Although the 14-45mm is well balanced and not over powering for the GX1, it definitely loses a "nimbilosity" star. I can comfortably walk around all day with it hanging from a neck strap, but it's a bit large, for say, putting on the table when going out to dinner. The 20mm pancake is much better, but not wide enough for my liking. I've already ordered the pancake 14mm pancake, which I suspect will live on the camera with the 20mm in my pocket. When available, the 14-42mm power zoom might be an option that would provide a bit more flexibility and still maintain a 4 star "nimbilosity" rating (assuming the S90, 95 and 100 are the 5 star standard).
I briefly tried the touch screen.

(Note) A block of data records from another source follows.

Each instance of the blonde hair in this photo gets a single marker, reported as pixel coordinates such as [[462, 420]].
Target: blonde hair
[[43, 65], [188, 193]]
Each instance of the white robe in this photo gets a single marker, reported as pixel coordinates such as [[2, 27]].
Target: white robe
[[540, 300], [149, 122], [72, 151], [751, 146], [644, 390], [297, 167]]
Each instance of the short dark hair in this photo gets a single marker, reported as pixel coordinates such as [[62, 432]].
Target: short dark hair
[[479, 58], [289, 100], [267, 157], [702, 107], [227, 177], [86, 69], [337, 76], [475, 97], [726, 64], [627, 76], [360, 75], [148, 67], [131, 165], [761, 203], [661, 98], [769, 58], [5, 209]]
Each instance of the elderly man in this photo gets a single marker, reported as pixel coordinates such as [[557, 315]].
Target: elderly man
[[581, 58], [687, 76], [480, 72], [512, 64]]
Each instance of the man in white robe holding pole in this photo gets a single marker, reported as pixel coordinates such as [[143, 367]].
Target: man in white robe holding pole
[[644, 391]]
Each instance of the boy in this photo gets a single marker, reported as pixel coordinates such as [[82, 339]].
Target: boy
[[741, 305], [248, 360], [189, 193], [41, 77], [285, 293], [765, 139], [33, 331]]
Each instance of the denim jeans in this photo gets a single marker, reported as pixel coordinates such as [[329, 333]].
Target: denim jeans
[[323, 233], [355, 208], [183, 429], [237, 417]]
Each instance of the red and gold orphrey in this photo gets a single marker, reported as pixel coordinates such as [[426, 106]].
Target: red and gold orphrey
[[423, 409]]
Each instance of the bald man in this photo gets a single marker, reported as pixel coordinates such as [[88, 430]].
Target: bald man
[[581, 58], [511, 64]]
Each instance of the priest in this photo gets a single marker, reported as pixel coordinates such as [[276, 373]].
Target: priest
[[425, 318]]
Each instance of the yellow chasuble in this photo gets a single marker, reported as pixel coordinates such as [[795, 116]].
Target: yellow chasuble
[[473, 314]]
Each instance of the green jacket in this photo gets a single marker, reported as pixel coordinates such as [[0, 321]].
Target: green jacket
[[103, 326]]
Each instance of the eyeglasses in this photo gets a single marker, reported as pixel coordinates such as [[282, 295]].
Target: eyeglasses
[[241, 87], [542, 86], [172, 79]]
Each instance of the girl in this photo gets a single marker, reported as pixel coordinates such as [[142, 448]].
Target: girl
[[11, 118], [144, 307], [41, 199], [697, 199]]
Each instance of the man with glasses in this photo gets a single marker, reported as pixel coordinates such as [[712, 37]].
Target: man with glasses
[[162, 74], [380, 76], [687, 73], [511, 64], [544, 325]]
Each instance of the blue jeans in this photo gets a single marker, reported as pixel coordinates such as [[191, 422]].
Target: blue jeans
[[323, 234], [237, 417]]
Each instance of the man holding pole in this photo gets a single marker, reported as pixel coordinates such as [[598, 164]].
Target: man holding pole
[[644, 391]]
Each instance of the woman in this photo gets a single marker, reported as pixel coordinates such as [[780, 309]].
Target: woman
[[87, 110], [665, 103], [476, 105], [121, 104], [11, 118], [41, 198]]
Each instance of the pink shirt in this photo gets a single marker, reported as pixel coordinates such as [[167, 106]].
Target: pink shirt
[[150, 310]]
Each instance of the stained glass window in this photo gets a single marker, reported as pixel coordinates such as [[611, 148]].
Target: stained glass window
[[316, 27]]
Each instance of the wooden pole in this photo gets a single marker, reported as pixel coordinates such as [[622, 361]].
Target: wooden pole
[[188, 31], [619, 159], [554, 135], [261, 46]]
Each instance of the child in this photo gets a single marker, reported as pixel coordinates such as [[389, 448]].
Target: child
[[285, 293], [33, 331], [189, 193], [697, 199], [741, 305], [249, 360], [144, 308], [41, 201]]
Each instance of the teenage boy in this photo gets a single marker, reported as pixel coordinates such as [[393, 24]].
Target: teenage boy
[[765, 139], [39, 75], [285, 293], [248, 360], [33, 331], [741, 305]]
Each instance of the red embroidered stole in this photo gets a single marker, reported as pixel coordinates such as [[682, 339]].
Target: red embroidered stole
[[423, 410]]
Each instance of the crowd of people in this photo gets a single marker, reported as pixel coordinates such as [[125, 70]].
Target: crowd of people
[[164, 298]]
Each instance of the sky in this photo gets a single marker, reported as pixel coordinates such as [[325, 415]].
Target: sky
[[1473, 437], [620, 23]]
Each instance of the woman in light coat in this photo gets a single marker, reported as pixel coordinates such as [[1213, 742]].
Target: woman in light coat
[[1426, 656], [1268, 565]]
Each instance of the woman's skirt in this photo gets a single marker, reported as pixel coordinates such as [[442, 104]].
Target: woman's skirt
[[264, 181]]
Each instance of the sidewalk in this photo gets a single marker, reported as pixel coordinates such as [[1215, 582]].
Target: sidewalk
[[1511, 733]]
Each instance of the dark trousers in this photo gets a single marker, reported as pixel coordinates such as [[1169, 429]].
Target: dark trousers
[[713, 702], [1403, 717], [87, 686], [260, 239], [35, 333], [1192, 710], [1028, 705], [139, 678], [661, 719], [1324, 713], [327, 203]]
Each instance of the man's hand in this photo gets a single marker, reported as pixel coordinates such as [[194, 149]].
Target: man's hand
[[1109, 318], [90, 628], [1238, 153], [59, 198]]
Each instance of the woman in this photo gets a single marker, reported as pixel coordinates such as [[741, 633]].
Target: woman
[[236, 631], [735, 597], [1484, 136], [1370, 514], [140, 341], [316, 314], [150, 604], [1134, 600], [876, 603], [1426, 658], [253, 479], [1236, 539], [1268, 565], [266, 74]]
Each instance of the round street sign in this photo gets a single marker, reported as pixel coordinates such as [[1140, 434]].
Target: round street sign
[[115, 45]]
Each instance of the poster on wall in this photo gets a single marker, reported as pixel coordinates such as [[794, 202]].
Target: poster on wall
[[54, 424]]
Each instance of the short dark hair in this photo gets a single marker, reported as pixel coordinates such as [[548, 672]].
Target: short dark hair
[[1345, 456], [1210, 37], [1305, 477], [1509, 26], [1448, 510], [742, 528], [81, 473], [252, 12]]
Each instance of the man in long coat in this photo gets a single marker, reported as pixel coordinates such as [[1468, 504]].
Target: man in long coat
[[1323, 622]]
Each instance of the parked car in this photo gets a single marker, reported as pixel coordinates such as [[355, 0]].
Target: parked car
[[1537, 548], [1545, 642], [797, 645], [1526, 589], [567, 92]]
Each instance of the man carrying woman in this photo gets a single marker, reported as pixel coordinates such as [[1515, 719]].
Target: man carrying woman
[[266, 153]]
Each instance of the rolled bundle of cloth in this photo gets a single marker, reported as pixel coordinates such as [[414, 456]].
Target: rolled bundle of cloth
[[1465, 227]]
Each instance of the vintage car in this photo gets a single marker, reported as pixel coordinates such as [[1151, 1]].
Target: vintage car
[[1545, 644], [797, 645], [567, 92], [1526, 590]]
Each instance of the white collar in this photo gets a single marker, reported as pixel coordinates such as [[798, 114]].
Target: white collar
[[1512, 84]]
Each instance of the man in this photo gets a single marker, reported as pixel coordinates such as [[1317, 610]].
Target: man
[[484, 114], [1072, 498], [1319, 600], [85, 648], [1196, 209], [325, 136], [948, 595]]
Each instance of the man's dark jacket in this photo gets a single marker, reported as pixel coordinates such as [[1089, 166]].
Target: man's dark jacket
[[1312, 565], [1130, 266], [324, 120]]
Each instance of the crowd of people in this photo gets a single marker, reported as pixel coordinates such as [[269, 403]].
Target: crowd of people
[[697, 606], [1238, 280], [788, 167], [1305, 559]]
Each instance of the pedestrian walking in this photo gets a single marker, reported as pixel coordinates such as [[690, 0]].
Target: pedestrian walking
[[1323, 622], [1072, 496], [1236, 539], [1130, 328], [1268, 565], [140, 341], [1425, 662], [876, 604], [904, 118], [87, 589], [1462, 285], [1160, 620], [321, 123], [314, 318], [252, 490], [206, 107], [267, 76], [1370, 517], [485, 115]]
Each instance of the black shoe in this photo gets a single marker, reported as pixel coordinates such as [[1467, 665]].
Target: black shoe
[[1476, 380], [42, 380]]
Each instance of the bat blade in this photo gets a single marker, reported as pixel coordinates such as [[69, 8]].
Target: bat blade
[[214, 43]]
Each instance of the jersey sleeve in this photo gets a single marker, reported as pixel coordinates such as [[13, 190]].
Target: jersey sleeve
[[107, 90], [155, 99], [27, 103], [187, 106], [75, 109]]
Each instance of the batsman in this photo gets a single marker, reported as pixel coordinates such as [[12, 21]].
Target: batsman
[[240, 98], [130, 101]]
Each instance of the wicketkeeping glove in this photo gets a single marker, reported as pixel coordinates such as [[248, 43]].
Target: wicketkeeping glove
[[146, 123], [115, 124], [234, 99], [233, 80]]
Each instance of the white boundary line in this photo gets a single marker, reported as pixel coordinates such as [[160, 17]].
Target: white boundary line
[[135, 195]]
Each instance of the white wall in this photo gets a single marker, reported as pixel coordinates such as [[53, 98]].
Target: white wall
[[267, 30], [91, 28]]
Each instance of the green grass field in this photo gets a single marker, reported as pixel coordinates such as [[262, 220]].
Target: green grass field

My feeling is that touch focusing could be real useful when the camera was on a tripod. But having it on for general use is a pain, unless one turns the camera off after each shot. The problem is that while on a neck strap the constant hitting movement and handling causes the camera to constantly change focus location, or worse if one has full touch screen activated but aperture and exposure compensation settings as well. For me it's infinitely easier to center focus and recompose.
Exposure and White Balance
As with my other Lumix cameras, I find auto white balance to be fine in just about any light other than low light where flash is required. It's almost always fine as is but if a post processing adjustment is required, it's only a minor tweak one and that more often than not for personal artistic preference. Speaking of flash, the built in flash is for minor fill flash at best as witnessed by several of my Flickr photos.
Initially, I thought exposure was spot on, unlike my G1 or LX5 that consistently need a -1/3 compensation adjustment. However when I view the GX1 files in LR3 or AP3 they also seem to be overexposed by 1/3, the difference being that the GX1 LCD histogram doesn't necessarily show this.
I haven't done any precise testing, but in general use the battery feels to be noticeably less robust compared to either of my other Lumix cameras. This is just an observation I have by viewing the remaining battery indicator at the end of a day's shooting.
Final ThoughtsOverall I'm very satisfied with the GX1. It feels great in the hand, has lots of external controls, an intuitive menu system, and excellent RAW image quality (albeit JPG just so-so). Overall I'd rate it at least 4.5 stars (out of 5). Nimbilosity is probably quite different for different people, especially considering where they are starting from, but with any pancake lens it's a solid 4 star for me (deduct at least a 1/2 star with the 14-45 non-powered zoom). For traveling both the GX1 with the 14-45mm zoom and 20mm pancake, plus the LX5, and the chargers -- all fit nicely in my Lowepro Nova 160 AW.
As I mentioned previously, I've already ordered the 14mm pancake, which will probably live on the camera with the 20mm in my pocket. When readily available, and depending on the reviews, the new 14-42mm power zoom may be a nice option. But for me, I want to upgrade my G1 to a GH2(3?) before my wife and I go to Peru later this summer. So budget wise, the zoom upgrade is probably way down the road.
Is it a perfect camera? No. For me a perfect camera would have the GX1 form factor and price with in-body stabilization and a tilt LCD (like the the Sony Nex 7).
When I get the 14mm, and as I continue to use this camera, I'll shoot Derrick an quick update if I uncover anything substantially different from this review.